If in the early hours before waking, one rouses into sharper awareness and pays close attention to the dream with a sense of curiosity, this state of mind slowly leads to being able to consciously direct the dream.
As child, I had hundreds of flying dreams. They started in different ways: sometimes floating up through the ceiling and becoming an ethereal form that could "sail" the winds, or sometimes starting at a picnic with elves and fairies above a waterfall and jumping up to fly as birds do. But the most frequent form was to climb to the top of a high cliff, mountain or building and jump off to spread my wings and soar on the thermals. Always, I would fly south along the coastal cliffs and beaches, viewing them from the air, and then turn inland around the nearest village to observe the houses and the people, and then fly-sail home.
As an adult living in inner city warehouses, in my dreams, I became a pigeon and jumped off sky-scrapers to go looking for my mother. I was looking not for my real-life mother but the mother I had always craved, one who knew how to love. I learned to control these dreams by taking different directions in every flight. When I finally found the loving mother, she was an instinctive being inside me, and the flying dreams stopped.
My subconscious intuition had somehow taught me that the key was to mother myself.
This post was edited by Benedict Arnold at June 22, 2018 5:53 PM MDT
I can fly in a lot of my dreams, I'm just not very good at it, especially when I'm in a panic. I can't remember being able to recognize it's a dream though.
Next time your dreaming, especially when your flying in your dream, ask yourself, can I do anything I want to right now? If you can, than your having an outer body projection, not merely a dream. Once you lose control of the ability to manipulate your dream, you are no longer astro projecting, just merely dreaming.

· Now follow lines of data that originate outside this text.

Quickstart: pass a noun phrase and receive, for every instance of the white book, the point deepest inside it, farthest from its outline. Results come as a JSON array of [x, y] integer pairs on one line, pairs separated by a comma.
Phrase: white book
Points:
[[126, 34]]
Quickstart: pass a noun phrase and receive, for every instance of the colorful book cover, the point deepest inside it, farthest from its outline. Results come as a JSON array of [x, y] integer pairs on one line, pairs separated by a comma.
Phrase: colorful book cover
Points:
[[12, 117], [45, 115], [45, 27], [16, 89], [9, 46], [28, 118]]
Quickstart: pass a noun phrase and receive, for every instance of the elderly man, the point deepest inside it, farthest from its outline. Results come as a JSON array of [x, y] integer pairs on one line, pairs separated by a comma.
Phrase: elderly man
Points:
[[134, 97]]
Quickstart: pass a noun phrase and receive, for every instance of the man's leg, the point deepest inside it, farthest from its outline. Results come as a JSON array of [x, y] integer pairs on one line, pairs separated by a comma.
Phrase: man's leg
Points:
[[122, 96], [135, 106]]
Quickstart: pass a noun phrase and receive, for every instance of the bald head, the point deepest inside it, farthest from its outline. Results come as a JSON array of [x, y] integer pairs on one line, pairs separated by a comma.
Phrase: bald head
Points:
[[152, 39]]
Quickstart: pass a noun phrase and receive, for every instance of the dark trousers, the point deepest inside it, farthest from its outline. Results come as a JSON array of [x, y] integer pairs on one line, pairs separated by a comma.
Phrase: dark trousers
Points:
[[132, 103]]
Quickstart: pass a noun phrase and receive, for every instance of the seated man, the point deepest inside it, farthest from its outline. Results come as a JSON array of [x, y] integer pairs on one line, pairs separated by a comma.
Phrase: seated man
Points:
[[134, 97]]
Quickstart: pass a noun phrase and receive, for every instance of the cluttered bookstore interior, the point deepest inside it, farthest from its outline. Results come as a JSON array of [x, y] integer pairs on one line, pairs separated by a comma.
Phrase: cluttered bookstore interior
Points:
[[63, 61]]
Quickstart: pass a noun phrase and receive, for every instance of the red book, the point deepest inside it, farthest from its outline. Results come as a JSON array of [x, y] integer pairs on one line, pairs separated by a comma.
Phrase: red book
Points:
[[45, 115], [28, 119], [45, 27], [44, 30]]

I have never had control of what happens in my dreams but once I realized I was dreaming and that whatever I did would have no consequenses in the waking world. I immediately tried to make out with the girl sitting next to me in the back seat of the car we were in. Unfortunately, she reacted just as the same person would have reacted in real life. She pushed me away and yelled, "What are you doing?" over and over. Oh well, it was worth a try. Still, I woke up and there were no consequenses.
A dream is when you tell yourself a story while you sleep. It is possible to judge the story, back it up, and rewrite it. Shortly after I found myself rewriting my dreams on the fly (so to speak), I found that my dreams became a lot more fun. And a while after that, I stopped remembering dreams. For many years now, my sleep has been totally dreamless.